It is possible that proceeds inside of a retirement account will need to be divided in a divorce. Therefore, it is important for an individual to understand asset division rules regardless of whether that person will benefit from the transaction. In Texas, assets are considered community property, which means that they will generally be split 50/50. However, other factors could determine how assets, such as retirements accounts, may be allocated in a final settlement.
It is possible that an individual will have an emotional attachment to a retirement account. This is because that money typically represents years or decades of hard work and discipline on his or her part. In many cases, losing a portion of a 401(k) or IRA may impact a person’s financial security later in life. Therefore, both parties to the divorce should be ready for a potentially contentious asset division process.
An individual may decide that he or she would rather keep the house instead of taking a share of a 401(k) or another account. However, it is important to account for property taxes, maintenance costs and other fees associated with keeping a home or other assets.
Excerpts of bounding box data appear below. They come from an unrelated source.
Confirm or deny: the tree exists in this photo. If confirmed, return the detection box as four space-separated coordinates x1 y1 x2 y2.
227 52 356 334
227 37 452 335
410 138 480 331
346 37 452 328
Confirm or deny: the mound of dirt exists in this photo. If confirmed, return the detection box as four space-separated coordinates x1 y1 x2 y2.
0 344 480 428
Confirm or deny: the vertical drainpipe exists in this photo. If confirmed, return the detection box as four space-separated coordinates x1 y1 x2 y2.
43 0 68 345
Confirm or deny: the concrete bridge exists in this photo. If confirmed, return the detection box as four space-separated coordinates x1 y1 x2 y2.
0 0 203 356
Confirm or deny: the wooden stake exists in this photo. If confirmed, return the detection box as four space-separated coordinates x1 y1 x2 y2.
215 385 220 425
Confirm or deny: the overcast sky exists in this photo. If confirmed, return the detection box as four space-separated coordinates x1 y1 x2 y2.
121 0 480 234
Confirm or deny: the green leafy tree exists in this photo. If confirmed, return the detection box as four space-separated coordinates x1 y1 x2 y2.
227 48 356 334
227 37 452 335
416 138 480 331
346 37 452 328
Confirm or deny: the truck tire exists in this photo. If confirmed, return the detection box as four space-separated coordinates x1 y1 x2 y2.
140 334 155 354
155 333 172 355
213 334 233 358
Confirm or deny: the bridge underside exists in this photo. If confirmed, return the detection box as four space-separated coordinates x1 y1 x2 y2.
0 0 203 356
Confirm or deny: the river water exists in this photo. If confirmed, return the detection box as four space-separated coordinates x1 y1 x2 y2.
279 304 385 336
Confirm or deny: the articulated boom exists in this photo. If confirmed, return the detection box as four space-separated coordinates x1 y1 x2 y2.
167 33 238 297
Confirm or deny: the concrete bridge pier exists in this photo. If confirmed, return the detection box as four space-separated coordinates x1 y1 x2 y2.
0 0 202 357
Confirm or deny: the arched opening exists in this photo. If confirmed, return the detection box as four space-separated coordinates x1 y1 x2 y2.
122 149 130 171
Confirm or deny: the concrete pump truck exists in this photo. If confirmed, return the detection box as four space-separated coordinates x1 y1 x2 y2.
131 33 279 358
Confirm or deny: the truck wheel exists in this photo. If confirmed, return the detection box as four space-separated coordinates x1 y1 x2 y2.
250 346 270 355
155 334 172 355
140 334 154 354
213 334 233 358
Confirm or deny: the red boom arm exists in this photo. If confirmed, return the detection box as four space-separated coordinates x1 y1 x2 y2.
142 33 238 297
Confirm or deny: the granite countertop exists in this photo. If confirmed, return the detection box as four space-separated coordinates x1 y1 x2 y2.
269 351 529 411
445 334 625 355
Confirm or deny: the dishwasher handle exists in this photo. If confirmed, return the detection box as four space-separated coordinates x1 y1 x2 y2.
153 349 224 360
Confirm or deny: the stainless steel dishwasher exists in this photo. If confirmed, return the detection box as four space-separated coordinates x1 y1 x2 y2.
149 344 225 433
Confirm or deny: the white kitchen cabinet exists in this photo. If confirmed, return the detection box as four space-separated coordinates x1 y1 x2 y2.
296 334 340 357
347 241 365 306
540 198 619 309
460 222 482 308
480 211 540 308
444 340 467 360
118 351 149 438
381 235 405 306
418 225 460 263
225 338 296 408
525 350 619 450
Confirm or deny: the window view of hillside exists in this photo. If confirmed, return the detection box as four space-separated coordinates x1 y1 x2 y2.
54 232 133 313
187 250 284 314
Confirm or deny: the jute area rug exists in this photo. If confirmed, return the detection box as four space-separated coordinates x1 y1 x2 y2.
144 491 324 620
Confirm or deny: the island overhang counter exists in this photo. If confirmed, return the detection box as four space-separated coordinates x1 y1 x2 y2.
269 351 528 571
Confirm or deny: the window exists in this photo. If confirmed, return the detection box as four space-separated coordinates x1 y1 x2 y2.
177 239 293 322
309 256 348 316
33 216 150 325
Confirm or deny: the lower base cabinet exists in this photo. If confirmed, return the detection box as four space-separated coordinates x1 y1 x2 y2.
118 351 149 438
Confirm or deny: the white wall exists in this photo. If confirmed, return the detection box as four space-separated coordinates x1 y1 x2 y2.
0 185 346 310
If a couple decides to split a qualified retirement account, such as a 401(k), it must be done per the terms of a qualified domestic relations order, or QDRO.
Couples who are choosing to end their marriage may benefit from working with a mediator. During the divorce mediation process, a neutral party can help each person speak freely about what he or she wants and needs from the final divorce settlement. This may make it easier to come to an agreement in less time and with less emotional turmoil. In some cases, mediation may cost less than settling a divorce in court.